Anda di halaman 1dari 9

Semalam Bersama Nelayan Parengreng

By:
Tua Hasiholan Hutabarat
Kurik Lompo, 31 Desember 2010

Sore kira-kira pukul lima lewat separuh, dan matahari sudah berencana bersembunyi di sebalik daun-daun
bakau di sebelah barat. Seperti biasa jika melewati jalan ini, sejauh mata memandang hanya terlihat
hamparan empang berbentuk segi empat. Jalanan juga masih seperti beberapa bulan yang lalu waktu aku
pertama kali datang ke dusun ini. Badan jalan bagai kubangan kerbau, dan akupun terpaksa meliuk-liukkan
roda motor, mencari sela-sela sempit agar tak terperosok ke dalam kubangan berair keruh. Sebenarnya
jalan dari kantor Desa Nisombalia ke dusun ini tidaklah terlalu jauh, hanya kira-kira 6 kilometer. Tapi
susunan batu yang tidak rata dan tidak sama besar, ditambah dengan kubangan besar besar itu membuat
perjalanan terasa sangat melelahkan.
Setelah hampir 20 menit, akupun sampai di kedai Kepala Dusun Kurik Lompo. Seperti biasanya ibu dusun
sedang duduk di depan warungya yang sangat padat berisi jualan-jualan sehari-hari dan jajanan anak-anak.
Senyum lebar pun langsung menghias wajah si ibu dusun yang setiap kali aku datang hampir tetap duduk di
posisi yang sama. Setelah menanyakan kabar dan keberadaan Pak Dusun, aku pun permisi dan
melanjutkan perjalanan ke rumah nenek, ibu Kepala Dusun yang selalu siap menyambutku di rumahnya.
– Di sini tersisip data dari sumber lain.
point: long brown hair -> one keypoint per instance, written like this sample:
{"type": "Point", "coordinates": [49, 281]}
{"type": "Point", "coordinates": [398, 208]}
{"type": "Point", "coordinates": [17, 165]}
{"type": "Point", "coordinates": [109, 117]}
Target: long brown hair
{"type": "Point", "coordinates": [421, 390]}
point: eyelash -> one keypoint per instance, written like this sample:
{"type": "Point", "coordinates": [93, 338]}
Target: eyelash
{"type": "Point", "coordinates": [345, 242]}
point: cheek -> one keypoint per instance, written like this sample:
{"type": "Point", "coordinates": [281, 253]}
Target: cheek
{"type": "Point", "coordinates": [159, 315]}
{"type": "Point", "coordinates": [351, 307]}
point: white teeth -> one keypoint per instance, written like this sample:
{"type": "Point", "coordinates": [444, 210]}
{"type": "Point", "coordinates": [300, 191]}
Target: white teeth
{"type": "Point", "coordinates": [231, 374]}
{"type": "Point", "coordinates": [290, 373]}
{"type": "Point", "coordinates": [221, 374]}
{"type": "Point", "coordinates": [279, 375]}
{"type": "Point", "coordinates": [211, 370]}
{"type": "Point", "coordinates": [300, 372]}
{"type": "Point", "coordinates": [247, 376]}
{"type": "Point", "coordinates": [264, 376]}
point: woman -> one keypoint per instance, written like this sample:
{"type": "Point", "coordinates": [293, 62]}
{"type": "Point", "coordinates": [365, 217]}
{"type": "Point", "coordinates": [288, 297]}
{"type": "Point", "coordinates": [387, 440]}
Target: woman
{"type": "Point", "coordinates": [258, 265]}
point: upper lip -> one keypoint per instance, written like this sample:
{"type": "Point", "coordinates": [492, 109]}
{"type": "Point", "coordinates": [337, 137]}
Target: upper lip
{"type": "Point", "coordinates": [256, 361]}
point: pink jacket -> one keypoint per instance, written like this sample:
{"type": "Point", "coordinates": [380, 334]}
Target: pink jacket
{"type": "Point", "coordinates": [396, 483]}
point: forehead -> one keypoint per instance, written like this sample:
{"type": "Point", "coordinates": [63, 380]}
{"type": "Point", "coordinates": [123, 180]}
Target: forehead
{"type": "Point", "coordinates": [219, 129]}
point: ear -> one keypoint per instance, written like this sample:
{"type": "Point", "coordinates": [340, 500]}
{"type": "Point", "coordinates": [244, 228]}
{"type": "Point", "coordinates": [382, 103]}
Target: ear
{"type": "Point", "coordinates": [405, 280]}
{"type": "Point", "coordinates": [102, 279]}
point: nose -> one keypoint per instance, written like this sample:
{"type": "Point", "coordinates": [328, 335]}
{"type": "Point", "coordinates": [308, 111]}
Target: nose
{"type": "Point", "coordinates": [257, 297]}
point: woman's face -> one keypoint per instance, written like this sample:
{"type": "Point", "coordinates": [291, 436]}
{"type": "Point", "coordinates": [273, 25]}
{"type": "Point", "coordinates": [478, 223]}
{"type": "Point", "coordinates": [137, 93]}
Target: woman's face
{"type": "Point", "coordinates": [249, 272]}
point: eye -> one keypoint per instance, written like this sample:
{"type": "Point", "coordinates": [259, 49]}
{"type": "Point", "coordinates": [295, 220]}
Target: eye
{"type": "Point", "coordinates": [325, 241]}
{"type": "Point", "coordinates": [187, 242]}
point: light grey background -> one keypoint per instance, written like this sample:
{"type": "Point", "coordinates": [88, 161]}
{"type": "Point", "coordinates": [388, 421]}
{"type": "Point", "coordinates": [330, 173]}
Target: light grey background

Dari jauh kulihat di sekitar rumah nenek, air pasang telah menggenangi seluruh jalan. Walau hanya setinggi
5 senti di atas mata kaki, tapi tetap saja jalan dan halaman depan rumah panggung nenek sudah terendam
semuanya. Kupaksakan si kumkum masuk ke genangan. Aku fikir, itulah gunanya motor seperti ini, bisa
menembus medan-medan rusak, kubangan air dan air pasang seperti ini. Kuparkirkan motor dan langsung
menapaki tangga menuju pintu rumah nenek yang menghadap ke timur. Pintu terlihat terbuka lembar,
namun kelihatannya tidak ada orang di dalam. Setelah mengucapkan salam, kudengar suara orang di depan
rumah yang mengatakan nenek sedang mengutip setoran warga yang mencicil pakaian dari bisnis kecil si
nenek.

Akupun langsung turun kembali, dan berjalan ke arah ujung timur kampung, dekat dermaga kecil dimana
ada hampir sepuluh parengreng ditambatkan.
Sambil menyapa ibu-ibu dan anak gadis yang kukenal bernama Nur Jannah yang sedang duduk di dekat
tangga rumahnya, aku melihat seorang pria yang sebelumnya pernah aku ajak berbincang-bincang
seminggu yang lalu. Beberapa detik aku mengingat-ingat namanya sambil melangkah menuju ke arahnya
yang menunggu setelah aku panggil. Setelah bersalaman, barulah aku ingat. Namanya Sampara, sebuah
nama yang cukup aneh bagiku. Dia adalah seorang anak muda berumur 28 tahun yang selama 6 bulan ini
bekerja sebagai buruh angkut di pelabuhan Potere, Makassar. Kami pun kemudian berjalan menuju rumah
nomor 3 paling ujung, dan naik ke atas. “Mari Masuk Ki…” Kata si ibu dari atas sambil melambaikan
tangannya. Kami berdua pun naik dan duduk di sebelah deretan jerigen berisi minyak solar.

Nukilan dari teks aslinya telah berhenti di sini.